By the (second) way , while none of these papers that I’m livetweeting are about Twitter, there were some such at NAACL. Whenever I see a paper about Twitter, I try to look up the authors on Twitter, to see if they are active and to follow them. At #NAACL2012 there were six papers/posters about analyzing tweets. There were 14 co-authors. I could identify seven Twitter accounts (searching on Twitter and Google, confirming if name and affiliation matched, also taking into account NLP content in profiles, tweets, followers or followers). Three accounts actively tweet. Of course folks may have accounts I didn’t find. And you don’t need a tweet account to read someone’s tweets. But still.

In this tweet I’m corrected the earlier incorrect #NAACL12 hashtag and indicated the coffee break is over.

The key note is starting, so it’s worth setting the stage again, with a photo. The title makes me think it will be very interesting. What’s an “NLP Ecosystem”? Guess I’m in the right place to find out. By the way, there’s apparently no paper to which to link.

I found similar slides from a presentation given at The Second International Workshop on Web Science and Information Exchange in the Medical Web. I consulted these slides several times below to elaborate what might be otherwise somewhat cryptic tweets (expanding acronyms, provide additional context).

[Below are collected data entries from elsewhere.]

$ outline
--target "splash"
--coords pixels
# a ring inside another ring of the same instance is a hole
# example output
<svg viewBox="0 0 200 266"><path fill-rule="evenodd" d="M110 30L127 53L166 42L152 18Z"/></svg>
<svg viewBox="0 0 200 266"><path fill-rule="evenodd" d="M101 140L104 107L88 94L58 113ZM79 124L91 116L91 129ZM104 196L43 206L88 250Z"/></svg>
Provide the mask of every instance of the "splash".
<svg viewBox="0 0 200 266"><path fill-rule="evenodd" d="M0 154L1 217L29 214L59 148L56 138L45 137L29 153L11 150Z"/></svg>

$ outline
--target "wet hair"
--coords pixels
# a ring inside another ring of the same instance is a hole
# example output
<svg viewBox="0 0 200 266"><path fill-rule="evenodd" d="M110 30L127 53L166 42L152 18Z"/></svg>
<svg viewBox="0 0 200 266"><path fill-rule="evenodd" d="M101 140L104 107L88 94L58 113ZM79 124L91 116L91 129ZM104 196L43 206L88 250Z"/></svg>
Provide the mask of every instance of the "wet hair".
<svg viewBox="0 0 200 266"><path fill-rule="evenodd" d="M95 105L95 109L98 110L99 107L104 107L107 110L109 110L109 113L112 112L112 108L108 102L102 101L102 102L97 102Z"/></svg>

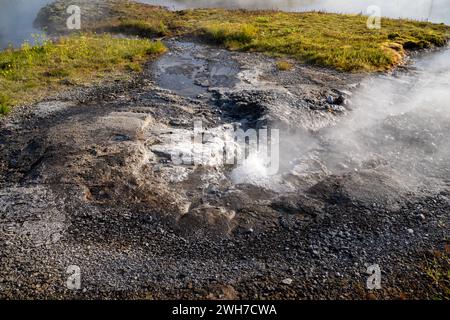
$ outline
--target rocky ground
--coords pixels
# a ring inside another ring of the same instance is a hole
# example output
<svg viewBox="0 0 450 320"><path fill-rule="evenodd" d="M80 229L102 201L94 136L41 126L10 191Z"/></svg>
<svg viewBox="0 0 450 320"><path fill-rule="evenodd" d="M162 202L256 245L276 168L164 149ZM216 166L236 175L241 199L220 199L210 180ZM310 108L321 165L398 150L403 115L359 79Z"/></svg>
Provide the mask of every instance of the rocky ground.
<svg viewBox="0 0 450 320"><path fill-rule="evenodd" d="M279 71L275 59L185 39L167 45L133 81L74 88L1 119L1 298L445 295L429 273L448 269L435 253L448 245L448 154L444 165L424 157L439 175L418 183L424 168L409 179L400 170L413 172L407 149L392 161L368 139L376 155L360 159L330 137L355 113L365 76ZM396 131L404 119L370 129L407 141L420 128ZM279 172L214 157L174 164L174 154L193 155L186 137L198 120L217 152L229 128L279 129ZM429 146L445 141L427 132L408 145L436 155ZM375 291L366 288L373 264ZM66 285L73 265L80 290Z"/></svg>

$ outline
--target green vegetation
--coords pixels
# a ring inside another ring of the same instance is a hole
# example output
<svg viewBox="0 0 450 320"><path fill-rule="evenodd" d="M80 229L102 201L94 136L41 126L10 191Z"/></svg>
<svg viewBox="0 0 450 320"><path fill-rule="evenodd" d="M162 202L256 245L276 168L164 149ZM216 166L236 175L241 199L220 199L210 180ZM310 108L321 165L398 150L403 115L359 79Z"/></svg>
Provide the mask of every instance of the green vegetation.
<svg viewBox="0 0 450 320"><path fill-rule="evenodd" d="M229 31L228 22L215 24L214 32L225 35L217 39L229 49L286 55L343 71L387 70L402 61L405 49L441 46L446 42L446 27L412 21L384 19L381 30L369 30L367 18L362 16L272 13L267 19L270 22L258 22L261 17L249 15L242 19L241 27L234 24L235 30L252 30L243 39ZM210 28L204 28L207 36ZM398 34L395 38L394 32Z"/></svg>
<svg viewBox="0 0 450 320"><path fill-rule="evenodd" d="M11 111L11 98L4 93L0 93L0 115L8 114Z"/></svg>
<svg viewBox="0 0 450 320"><path fill-rule="evenodd" d="M257 51L342 71L384 71L400 64L407 50L444 46L450 27L410 20L383 19L370 30L361 15L197 9L173 12L132 1L114 2L109 18L88 22L91 32L107 31L144 38L182 36L230 50ZM141 71L151 56L165 52L161 42L120 39L90 33L24 44L0 52L0 114L63 87L92 84Z"/></svg>
<svg viewBox="0 0 450 320"><path fill-rule="evenodd" d="M435 251L432 259L427 261L425 268L427 276L436 289L435 299L450 300L450 247L446 250Z"/></svg>
<svg viewBox="0 0 450 320"><path fill-rule="evenodd" d="M133 2L118 4L116 14L133 21L137 34L196 36L230 50L291 57L343 71L389 70L403 61L406 50L445 45L450 31L443 24L395 19L383 19L381 29L371 30L367 17L361 15L225 9L170 12ZM130 23L123 19L109 23L126 31Z"/></svg>
<svg viewBox="0 0 450 320"><path fill-rule="evenodd" d="M294 68L294 65L292 63L290 63L289 61L280 60L277 62L277 68L280 71L289 71L289 70L292 70L292 68Z"/></svg>
<svg viewBox="0 0 450 320"><path fill-rule="evenodd" d="M141 70L149 56L166 48L161 42L77 34L41 45L0 52L0 113L74 84L127 77ZM13 101L14 100L14 101Z"/></svg>
<svg viewBox="0 0 450 320"><path fill-rule="evenodd" d="M142 20L124 20L117 27L122 33L137 35L140 37L161 37L168 33L167 26L164 22L148 22Z"/></svg>

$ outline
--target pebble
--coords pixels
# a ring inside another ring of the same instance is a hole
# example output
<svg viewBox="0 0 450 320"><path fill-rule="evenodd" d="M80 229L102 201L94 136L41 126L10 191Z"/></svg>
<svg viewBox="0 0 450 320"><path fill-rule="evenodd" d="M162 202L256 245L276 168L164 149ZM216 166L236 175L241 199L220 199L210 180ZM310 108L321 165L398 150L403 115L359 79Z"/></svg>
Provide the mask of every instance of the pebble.
<svg viewBox="0 0 450 320"><path fill-rule="evenodd" d="M293 282L293 280L291 278L286 278L281 281L281 283L288 285L288 286L291 285L292 282Z"/></svg>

OK! Let’s start out with what almost seems like the proverbial elephant in the room. If clinical natural language processing is so great, has so much potential, why hasn’t it realized more of that potential by now? Reminds me of the old rejoinder, if you’re so smart, why aren’t you rich? That rejoinder really applies, too. (Mind you, the following is me ruminating.) If computational linguistics and natural language processing applied to medical data and processes is such a smart thing to do, why aren’t people doing so and making a lot of money at that?

Well, as a matter of fact, speech recognition-based dictation and NLP-based coding are burgeoning, though still nascent, industries. (This is still me ruminating.) But, relative to the potential promise of clinical NLP, the question “Why has clinical NLP had so little impact on clinical care,” is spot on.

“Sharing data is difficult” (quoting my tweet)

We need a bit of an explanation here. Modern computational linguistics is not your grandfather’s computational linguistics. In the old days (when I got my virtual graduate degree in computational linguistics) natural language processing system were created by consulting linguistic theories and/or artificial intelligence researchers and writing programs to represent, process, and reason about natural language.

Today, natural language process systems are created by “training” them on large amounts of “annotated” text.

What’s annotated text?

From Natural Language Annotation for Machine Learning (my links and emphases):

“It is not enough to simply provide a computer with a large amount of data and expect it to learn to speak–the data has to be prepared in such a way that the computer can more easily find patterns and inferences. This is usually done by adding relevant metadata to a dataset. Any metadata tag used to mark up elements of the dataset is called an annotation over the input. However, in order for the algorithms to learn efficiently and effectively, the annotation done on the data must be accurate, and relevant to the task the machine is being asked to perform. For this reason, the discipline of language annotation is a critical link in developing intelligent human language technologies.”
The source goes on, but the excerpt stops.